Woodcraft often has small granite surface plates on sale. Way flatter than you need for this and more expensive than something for free, but still not too bad and easy enough to source (in the USA.) I just received their May flyer and, from 5/1 to 5/31, they will have a 2" x 9" x 12" plate on sale for $30. If you're interested check their website Friday when it goes live.


----------



## inferno (May 1, 2020)

parttimevegan did you get any slab to sharpen on yet?

when you do. try out SiC paper. I can get about 10-15 minutes out of a p120 grit paper (dry!), if i use them wet they stop cutting very fast. 
also bosch metal papers seems to do fine. i just wrap them over a stone though. and put it in my stone holder.

when you get tired of doing it manually. you can check out "i bought a sander" thread. but the sander needs better papers. cubitrons. otherwise they wear out in seconds. no kidding.

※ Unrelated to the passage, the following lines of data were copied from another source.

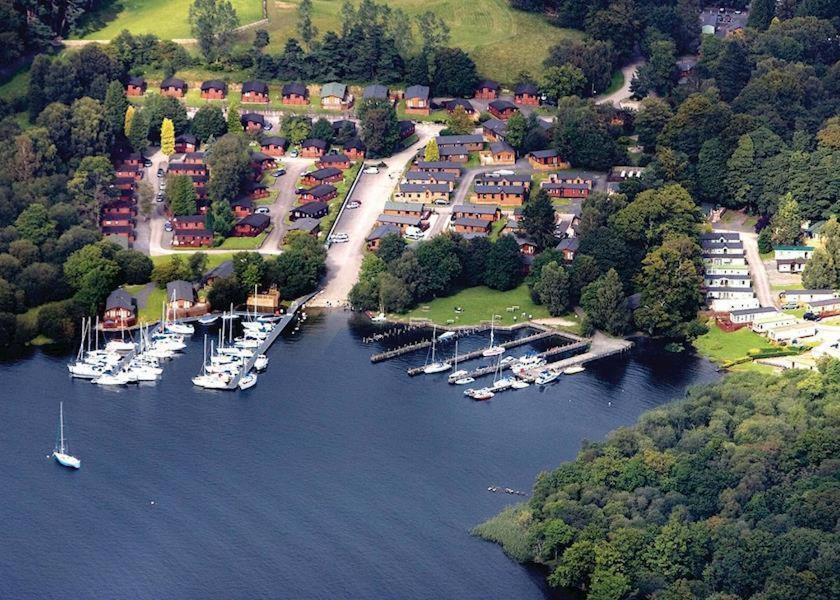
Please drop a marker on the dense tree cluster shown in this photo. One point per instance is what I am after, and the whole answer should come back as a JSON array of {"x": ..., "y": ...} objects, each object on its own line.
[
  {"x": 396, "y": 278},
  {"x": 731, "y": 493}
]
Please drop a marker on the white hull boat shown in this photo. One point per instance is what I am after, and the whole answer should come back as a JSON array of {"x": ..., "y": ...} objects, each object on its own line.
[
  {"x": 247, "y": 381},
  {"x": 62, "y": 453}
]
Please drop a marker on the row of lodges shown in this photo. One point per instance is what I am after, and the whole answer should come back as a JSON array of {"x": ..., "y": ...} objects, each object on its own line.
[
  {"x": 118, "y": 215},
  {"x": 191, "y": 231}
]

also the small hand held belt sanders can be very high precision, its basically up to the operator. it has a flat plate as backing.


----------



## parttimevegan (May 6, 2020)

I have tried 60 grit sandpaper before. I will take your advise to start with 120. I just need to flatten it enough to polish it on the 320 stone.


----------



## Up_dog128 (May 6, 2020)

inferno said:


> parttimevegan did you get any slab to sharpen on yet?
> 
> when you do. try out SiC paper. I can get about 10-15 minutes out of a p120 grit paper (dry!), if i use them wet they stop cutting very fast.
> also bosch metal papers seems to do fine. i just wrap them over a stone though. and put it in my stone holder.
> ...



I agree that wet paper doesn't cut as fast, but I attribute that to the lubrication provided by the water (the same holds true when wet sanding wood). But I have found, both with my belt sander and with hand sanding, that when the paper isn't cutting as well initially it is usually due to loading; if I clean the paper with soap and a toothbrush, or an eraser, it perks back up and gets back its bite (once it dries). I don't have enough experience yet to understand how quickly the different steels take to wear out the paper relative to one another, and I'm sure that it's a factor what with the different carbides and all, but I'm curious how significant it is...
Also, I've been using non-padded, double sided carpet tape to attach sandpaper to glass recently and have found it to work well enough in most applications; you just gotta make sure to have an even backing of tape on the paper


----------



## Barashka (May 6, 2020)

I used an oversize glass tile for a kitchen backdrop ... sample too, so half price or smth. 
Used carpet tape to attach sandpaper to both sides (cut from 12x12 sheets).
It worked shocking well ... and didn't feel horrible. In fact, the carpet tape provided some buffering and it altogether wasn't dead-glass-feeling.
However, these only let you do edge trailing strokes. 
The sandpaper also has a limit, but it's kinda high for the cost, you get probably 5 sharpening sessions x 3 strips from a 12x12 sheet for my size of the tile. It's really not a bad way to sharpen on a budget. Higher grit loaded up faster, so for you with 120 grit it might work quite well for the cleaver ... granted power-something might work even better.


----------



## parttimevegan (May 7, 2020)

I just got a machete with a serious lack of anything good on the factory grind. Thinking about building a professional vertical belt sander with adjustable speed. I will probably get a piece of glass for flattening the cleaver. I will PM later. Way too busy to start any sharpening projects right now. I have been retooling the shop for electronics manufacturing and research.


----------



## The Edge (May 7, 2020)

I use a cheap piece of 12"x12" tile I got at the home improvement store. It's granite, and pretty darn flat. I was gluing sandpaper to it, but it was a pain to remove, clean and reapply. Picked up a trick from another maker; glue down a sheet of sandpaper, but don't use that. Instead, put the sandpaper you plan on using over that one, and the grit from the one underneath helps keep the one on top in place. Works quite well, though most of my time is used to finish wood on this, and not really used for the steel itself. For flattening of metal, I use a surface grinder, or the disc sander. The disc sander works on stones too, though it will eat through a sanding pad pretty fast. 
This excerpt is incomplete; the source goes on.